Оптимизму камня предстояли суровые испытания. За летом пришла осень, полили дожди, которые сменила зима, и холод, и снег. Иногда хлопья полностью залепляли тело камня, тогда он чувствовал двойную отчуждённость от мира: с одной стороны, его душа заперта в твёрдом мешке, с другой – даже этот мешок как будто завернули в холщовую обёртку и положили в ледяной подвал. Грустно. Но камень по-прежнему просыпался с первыми лучами солнца и по-прежнему приветствовал сад. За лето он успел познакомиться с каждой травинкой, и с каждым кустарником, и с цветком, и с мхом, и с каждым бугорком на земле.
В один из зимних вечеров камню стало настолько грустно, что он рассказал, как впервые украл сдобную лепёшку из магазина и никто того не заметил – ни хозяин магазина, ни посетители. Он съел её тут же за углом – и никогда прежде и в будущем еда не казалась ему такой вкусной. На следующий день владелец лавки обругал его и приказал не топтаться здесь, если не собирается ничего покупать. И камень понял, что тот ничего не видел. Пожалуй, впервые камень так подробно рассказал саду о людях. Сердце его развеселилось, и он даже спел песню, которую пела ему мама, когда он долго не мог заснуть во время грозы.
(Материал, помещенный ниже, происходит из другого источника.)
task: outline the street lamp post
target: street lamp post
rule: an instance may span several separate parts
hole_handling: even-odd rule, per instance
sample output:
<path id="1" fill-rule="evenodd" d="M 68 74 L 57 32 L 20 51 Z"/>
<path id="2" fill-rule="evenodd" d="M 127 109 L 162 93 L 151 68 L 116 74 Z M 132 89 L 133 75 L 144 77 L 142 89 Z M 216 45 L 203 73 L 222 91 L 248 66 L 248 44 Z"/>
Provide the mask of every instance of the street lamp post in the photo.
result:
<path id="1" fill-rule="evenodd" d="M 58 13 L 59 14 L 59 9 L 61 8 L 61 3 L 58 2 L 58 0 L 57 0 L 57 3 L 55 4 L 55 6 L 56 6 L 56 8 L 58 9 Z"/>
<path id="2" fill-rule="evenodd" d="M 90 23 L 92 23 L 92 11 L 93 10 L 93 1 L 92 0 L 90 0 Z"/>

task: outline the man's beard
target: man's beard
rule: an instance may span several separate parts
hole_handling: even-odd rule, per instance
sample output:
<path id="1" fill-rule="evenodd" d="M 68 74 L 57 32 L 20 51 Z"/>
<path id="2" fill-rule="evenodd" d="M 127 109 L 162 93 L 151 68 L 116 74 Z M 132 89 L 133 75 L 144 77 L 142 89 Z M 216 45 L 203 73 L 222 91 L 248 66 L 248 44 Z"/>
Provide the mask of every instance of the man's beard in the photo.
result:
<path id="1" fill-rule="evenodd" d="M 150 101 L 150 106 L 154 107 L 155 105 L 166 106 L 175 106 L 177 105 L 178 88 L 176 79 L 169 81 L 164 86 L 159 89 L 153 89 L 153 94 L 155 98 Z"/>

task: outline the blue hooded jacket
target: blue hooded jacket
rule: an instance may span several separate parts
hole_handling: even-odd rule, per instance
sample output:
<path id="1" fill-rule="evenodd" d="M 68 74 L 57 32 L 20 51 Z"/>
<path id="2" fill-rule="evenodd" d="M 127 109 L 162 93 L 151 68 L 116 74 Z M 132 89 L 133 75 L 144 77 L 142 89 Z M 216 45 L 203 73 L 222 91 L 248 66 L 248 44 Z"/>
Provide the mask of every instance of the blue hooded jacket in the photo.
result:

Сад слушал его и по-прежнему молчал.
Наступила первая весна. Снег растаял и сбежал ручьями в долину. Зацвели первые цветы, а облака стали совсем другими – приветливыми, дружелюбными. Камень пел весёлые песни и рассказывал забавные случаи из жизни. Теперь он больше не думал о плохом, а просто старался радовать всех окружающих – слышали они его или нет.
Но вот за весной пришло новое лето, за ним – осень, и с каждым новым холодным днём, под мокрым снегом и застланным тучами солнцем, камень вновь начинал грустить. И иногда даже унывал, всё чаще допуская, что его никто не слышит.
Прошло десять лет, и камень мало-помалу освоился в новой действительности. Он уже не требовал ответа от других – просто продолжал рассказывать весёлые истории. Исходя из принципа: делай то, что нужно для хорошего настроения других, а что там на самом деле – вторично. Осенью он по-прежнему пригрущал, весной – расцветал и хвалил цветы всех кустарников в округе.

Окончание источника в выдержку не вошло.